Cabal and simultaneous installations of the same package
Simon Peyton Jones
simonpj at microsoft.com
Mon Mar 23 10:05:56 GMT 2015
If I'm reading this correctly, the proposal then would be to have cabal automatically hide packages (as oppose to unregister them) to arrive at a world where all exposed packages are consistent. Extrapolating for the case you mention above
* if I installed P and then Q, I'd end up with containers-3.1 and Q exposed, and containers-2.9 and P hidden
* if I installed Q and then P, I'd end up with containers-2.9 and P exposed, and containers-3.1 and Q hidden
But either way, all four package/versions would be available, and cabal would be able to select an appropriate subset of packages when configuring. Does that sound about right?
Correct, esp the bit that I have emboldened. For the former bullets, perhaps Cabal might ask you want you want to do.
That still leaves open questions. What happens if you say “ghc –package P –package Q Foo.hs”? Should GHC complain that you’ve chosen an inconsistent set? Perhaps!

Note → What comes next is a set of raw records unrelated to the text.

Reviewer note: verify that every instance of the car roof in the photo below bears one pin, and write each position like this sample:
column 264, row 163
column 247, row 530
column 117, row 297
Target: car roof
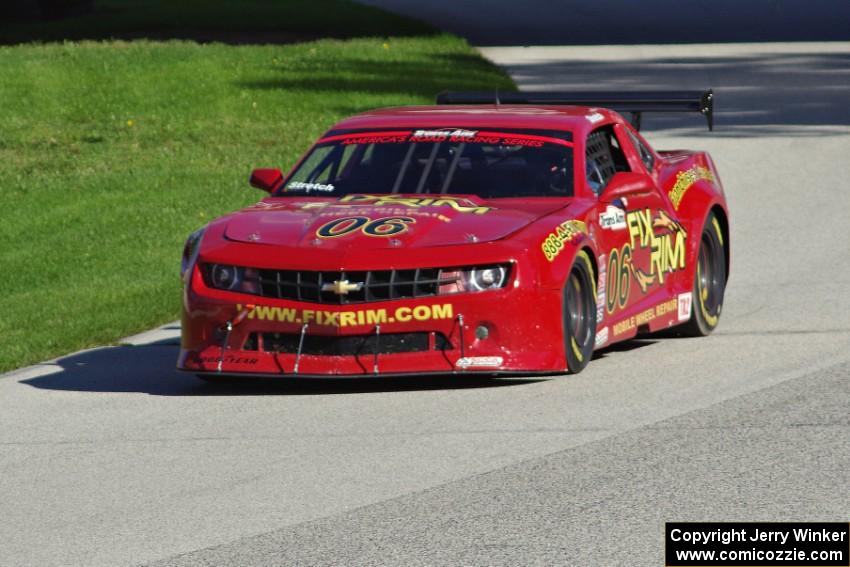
column 576, row 119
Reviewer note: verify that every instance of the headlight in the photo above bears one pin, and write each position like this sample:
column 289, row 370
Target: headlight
column 479, row 278
column 233, row 278
column 190, row 252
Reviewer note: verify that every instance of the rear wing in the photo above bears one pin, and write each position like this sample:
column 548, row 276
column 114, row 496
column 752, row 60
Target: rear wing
column 635, row 102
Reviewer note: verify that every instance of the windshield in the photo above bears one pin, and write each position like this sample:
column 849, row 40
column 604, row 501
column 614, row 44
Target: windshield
column 448, row 160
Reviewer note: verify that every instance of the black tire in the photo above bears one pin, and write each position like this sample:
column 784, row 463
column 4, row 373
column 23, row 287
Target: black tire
column 709, row 281
column 579, row 311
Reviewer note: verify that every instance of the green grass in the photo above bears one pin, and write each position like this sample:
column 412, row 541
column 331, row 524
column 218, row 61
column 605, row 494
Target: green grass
column 112, row 152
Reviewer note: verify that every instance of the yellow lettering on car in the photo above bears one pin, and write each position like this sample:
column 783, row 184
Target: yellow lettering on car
column 684, row 181
column 565, row 232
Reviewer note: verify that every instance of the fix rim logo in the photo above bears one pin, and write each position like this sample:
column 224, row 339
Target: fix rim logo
column 663, row 237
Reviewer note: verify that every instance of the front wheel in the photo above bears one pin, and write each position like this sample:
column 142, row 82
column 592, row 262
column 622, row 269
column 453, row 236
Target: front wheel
column 709, row 281
column 579, row 313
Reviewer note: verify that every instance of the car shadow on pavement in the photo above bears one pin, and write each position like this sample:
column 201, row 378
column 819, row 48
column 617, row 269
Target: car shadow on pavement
column 150, row 369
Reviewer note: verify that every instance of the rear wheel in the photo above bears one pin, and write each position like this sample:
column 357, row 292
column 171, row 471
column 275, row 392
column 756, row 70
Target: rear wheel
column 579, row 313
column 709, row 281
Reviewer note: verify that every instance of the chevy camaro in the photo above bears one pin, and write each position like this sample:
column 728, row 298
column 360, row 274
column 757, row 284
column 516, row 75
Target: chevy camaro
column 489, row 233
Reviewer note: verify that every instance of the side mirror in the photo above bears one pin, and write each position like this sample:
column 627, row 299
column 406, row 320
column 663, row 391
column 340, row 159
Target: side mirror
column 626, row 183
column 266, row 179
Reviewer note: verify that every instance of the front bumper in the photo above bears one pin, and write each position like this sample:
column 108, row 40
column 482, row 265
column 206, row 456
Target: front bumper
column 434, row 335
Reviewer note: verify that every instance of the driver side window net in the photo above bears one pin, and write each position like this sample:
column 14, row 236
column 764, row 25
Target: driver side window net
column 603, row 158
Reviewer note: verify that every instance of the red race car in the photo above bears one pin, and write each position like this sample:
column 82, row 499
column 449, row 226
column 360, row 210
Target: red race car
column 490, row 233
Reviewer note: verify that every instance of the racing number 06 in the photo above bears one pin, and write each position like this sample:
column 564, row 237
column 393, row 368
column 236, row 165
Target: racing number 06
column 387, row 226
column 619, row 278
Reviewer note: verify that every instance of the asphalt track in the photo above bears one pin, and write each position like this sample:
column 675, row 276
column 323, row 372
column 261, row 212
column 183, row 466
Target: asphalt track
column 110, row 457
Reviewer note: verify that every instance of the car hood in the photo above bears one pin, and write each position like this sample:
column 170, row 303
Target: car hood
column 436, row 220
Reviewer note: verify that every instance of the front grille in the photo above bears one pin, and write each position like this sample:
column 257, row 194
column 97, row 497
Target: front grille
column 378, row 285
column 353, row 345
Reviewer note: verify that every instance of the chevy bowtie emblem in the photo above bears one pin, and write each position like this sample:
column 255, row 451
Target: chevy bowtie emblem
column 342, row 287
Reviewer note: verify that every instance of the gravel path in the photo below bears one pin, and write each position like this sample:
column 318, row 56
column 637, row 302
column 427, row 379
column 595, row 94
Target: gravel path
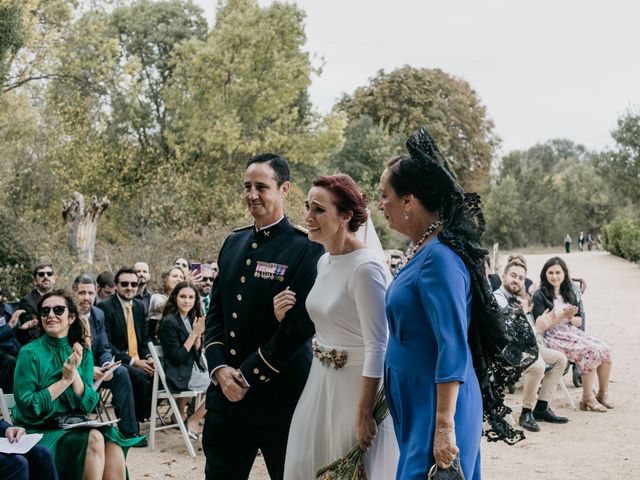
column 591, row 446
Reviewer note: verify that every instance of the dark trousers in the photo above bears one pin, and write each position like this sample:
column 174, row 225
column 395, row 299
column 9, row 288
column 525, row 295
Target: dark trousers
column 231, row 445
column 36, row 463
column 141, row 383
column 123, row 401
column 7, row 367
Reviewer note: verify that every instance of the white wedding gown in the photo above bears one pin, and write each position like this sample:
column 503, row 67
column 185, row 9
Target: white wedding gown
column 346, row 305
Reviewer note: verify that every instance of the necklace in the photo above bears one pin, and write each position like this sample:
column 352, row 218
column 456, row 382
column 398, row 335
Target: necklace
column 413, row 248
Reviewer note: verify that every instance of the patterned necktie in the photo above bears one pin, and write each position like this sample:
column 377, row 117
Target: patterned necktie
column 131, row 334
column 205, row 301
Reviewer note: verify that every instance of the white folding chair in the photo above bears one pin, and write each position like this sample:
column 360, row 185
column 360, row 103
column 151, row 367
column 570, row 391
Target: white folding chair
column 7, row 401
column 563, row 387
column 161, row 391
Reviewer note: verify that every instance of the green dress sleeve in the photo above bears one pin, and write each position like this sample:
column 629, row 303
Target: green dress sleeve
column 88, row 401
column 33, row 401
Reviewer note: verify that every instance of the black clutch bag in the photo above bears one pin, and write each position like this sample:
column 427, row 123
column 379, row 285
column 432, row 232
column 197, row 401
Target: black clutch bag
column 452, row 472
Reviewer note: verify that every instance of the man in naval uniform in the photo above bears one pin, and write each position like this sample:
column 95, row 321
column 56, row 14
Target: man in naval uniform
column 258, row 365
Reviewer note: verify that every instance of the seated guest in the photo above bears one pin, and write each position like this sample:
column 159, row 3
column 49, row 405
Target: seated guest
column 561, row 327
column 534, row 406
column 44, row 279
column 494, row 278
column 9, row 344
column 168, row 282
column 124, row 321
column 143, row 294
column 205, row 284
column 106, row 285
column 180, row 335
column 118, row 381
column 183, row 263
column 56, row 379
column 36, row 462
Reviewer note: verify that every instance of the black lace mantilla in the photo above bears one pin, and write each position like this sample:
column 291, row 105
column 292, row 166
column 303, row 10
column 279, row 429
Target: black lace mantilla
column 502, row 342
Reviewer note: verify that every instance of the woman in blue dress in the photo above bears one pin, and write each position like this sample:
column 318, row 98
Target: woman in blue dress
column 433, row 391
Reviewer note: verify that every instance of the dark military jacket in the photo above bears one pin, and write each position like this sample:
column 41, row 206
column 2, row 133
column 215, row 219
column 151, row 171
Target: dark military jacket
column 241, row 328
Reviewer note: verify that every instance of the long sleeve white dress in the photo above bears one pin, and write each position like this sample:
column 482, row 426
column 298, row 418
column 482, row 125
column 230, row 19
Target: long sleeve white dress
column 346, row 305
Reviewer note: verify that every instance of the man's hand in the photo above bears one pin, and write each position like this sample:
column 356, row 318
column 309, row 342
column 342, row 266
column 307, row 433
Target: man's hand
column 283, row 302
column 14, row 434
column 233, row 385
column 145, row 366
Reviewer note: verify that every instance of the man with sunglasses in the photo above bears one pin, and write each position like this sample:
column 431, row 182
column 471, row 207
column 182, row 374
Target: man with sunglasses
column 44, row 280
column 84, row 290
column 125, row 324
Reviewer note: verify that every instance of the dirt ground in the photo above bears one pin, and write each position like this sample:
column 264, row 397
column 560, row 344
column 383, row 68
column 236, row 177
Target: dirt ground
column 591, row 445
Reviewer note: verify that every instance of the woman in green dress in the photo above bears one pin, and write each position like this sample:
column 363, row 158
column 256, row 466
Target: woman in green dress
column 53, row 377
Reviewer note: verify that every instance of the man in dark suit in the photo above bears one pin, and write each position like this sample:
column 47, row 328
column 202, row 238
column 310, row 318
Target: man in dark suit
column 118, row 381
column 44, row 279
column 125, row 325
column 258, row 365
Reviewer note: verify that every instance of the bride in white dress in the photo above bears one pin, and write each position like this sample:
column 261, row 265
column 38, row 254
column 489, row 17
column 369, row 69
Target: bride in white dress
column 346, row 305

(NB if P and Q use containers only internally, and do not expose any types from containers, then arguably it’s ok; but I’d argue for jumping that bridge when we come to it.)
Simon
From: Michael Snoyman [mailto:michael at snoyman.com]
Sent: 23 March 2015 09:58
To: Simon Peyton Jones; cabal-devel at haskell.org
Cc: haskell-platform at projects.haskell.org; haskell-infrastructure at community.galois.com; Haskell Libraries; ghc-devs at haskell.org
Subject: Re: Cabal and simultaneous installations of the same package
On Mon, Mar 23, 2015 at 11:53 AM Simon Peyton Jones <simonpj at microsoft.com<mailto:simonpj at microsoft.com>> wrote:
It's already a huge source of confusion for people using GHCi what they get messages about "ByteString is not ByteString."
Reading your blog post [1] it seems that we are addressing different questions:
• My proposal is only that the act of *installing* a package does not break existing installed package, and is not rejected because it risks doing so.
Thank you for the clarification, I had misread that. On that front: I agree.
• You agree that the confusing behaviour you describe can’t happen with Cabal. In any one build, Cabal can ensure that only one version of each package is used in the build, so such a message could never show up.
I've seen people discussing exactly such a change to Cabal's behavior, so I mistakenly took your comments to be heading in that direction. While I think there *might* be some future where we could expose that functionality, it could be incredibly confusing. I'd feel much better starting off with simply the act of installing.
• What you want is for the confusing behaviour to be true of GHCi too. Well that’s simple enough: ensure that the set of exposed packages (ie the ones you say ‘import M’ for), is consistent in the same way. The point is that I may need to install a bunch of packages to build a program. If I’m using Cabal, none of those newly installed packages need be exposed; I simply need them there so I can compile my program (using Cabal). But at the moment I can’t do that.
That leaves open the following question. Suppose
• I want to install and expose package P and Q
• But alas, P depends on containers 2.9 and Q depends on containers 3.1
Now I’m stuck. But there is a good reason for being stuck, and one that is explicable.
If I'm reading this correctly, the proposal then would be to have cabal automatically hide packages (as oppose to unregister them) to arrive at a world where all exposed packages are consistent. Extrapolating for the case you mention above
* if I installed P and then Q, I'd end up with containers-3.1 and Q exposed, and containers-2.9 and P hidden
* if I installed Q and then P, I'd end up with containers-2.9 and P exposed, and containers-3.1 and Q hidden
But either way, all four package/versions would be available, and cabal would be able to select an appropriate subset of packages when configuring. Does that sound about right?